Часа через два он совершенно обессилел. Он под. полз к выходу из очередной трубы, но вылезать не стал, а перевернулся на спину и блаженно вытянулся. Труба была шире предыдущих, прохладная и упругая на ощупь. Если встать на такую, то она не выдержит — сплющится. И цвет у нее какой-то серовато-серебристый — впрочем, это наиболее распространенный здесь вариант. Земная мать-и-мачеха. А почему — земная? Ничего тут нет земного. Даже времени. По своей усталости и все нарастающей жажде он догадывался, что их человеческое, земное утро уже кончилось и время перевалило, вероятно, за обед. Но здесь уже не действовал привычный распорядок. Все, чем он пользовался из арсенала земных понятий, в конце концов подвело и предало его.

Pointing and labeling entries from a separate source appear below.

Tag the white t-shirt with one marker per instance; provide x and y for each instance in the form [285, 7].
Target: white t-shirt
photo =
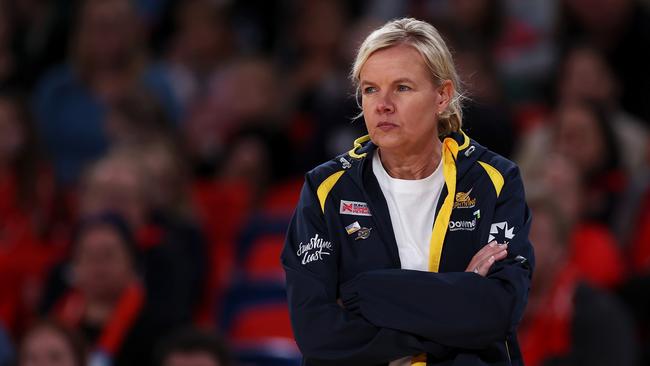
[412, 208]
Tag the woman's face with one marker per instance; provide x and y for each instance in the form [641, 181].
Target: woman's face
[102, 265]
[46, 347]
[400, 100]
[579, 138]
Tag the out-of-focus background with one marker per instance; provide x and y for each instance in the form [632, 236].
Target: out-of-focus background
[152, 151]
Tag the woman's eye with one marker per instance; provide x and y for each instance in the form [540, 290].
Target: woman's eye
[369, 89]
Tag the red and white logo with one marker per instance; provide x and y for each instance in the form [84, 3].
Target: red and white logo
[354, 208]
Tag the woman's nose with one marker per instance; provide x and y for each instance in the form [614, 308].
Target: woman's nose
[385, 105]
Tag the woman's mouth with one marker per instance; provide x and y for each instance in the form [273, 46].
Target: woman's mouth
[386, 126]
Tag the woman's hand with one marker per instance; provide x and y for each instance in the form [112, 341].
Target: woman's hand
[485, 258]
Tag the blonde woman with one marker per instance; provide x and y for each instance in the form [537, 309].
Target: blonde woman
[411, 248]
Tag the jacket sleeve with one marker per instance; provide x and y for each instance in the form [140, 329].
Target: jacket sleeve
[325, 332]
[457, 309]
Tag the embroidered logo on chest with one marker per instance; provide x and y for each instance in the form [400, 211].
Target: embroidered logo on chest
[354, 208]
[464, 200]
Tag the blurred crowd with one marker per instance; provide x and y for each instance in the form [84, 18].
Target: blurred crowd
[152, 151]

Ах уж эта наивность, этот лепет — «бодули», «кривули», «кенгурафы»… За те десятки лет, как Поллиола стала курортным становищем, здесь сменились сотни поколений резвящихся дачников, и все они заученно повторяли эти полуземные, полусказочные названия, нимало не стараясь усмотреть за ними то, что было на самом деле. А здесь не было десятков самых разнообразных видов животных здесь был один-единственный вид. Генрих еще не имел тому неопровержимых доказательств, но эта догадка была так ошеломительна, что он принял ее сразу и бесповоротно, как аксиому.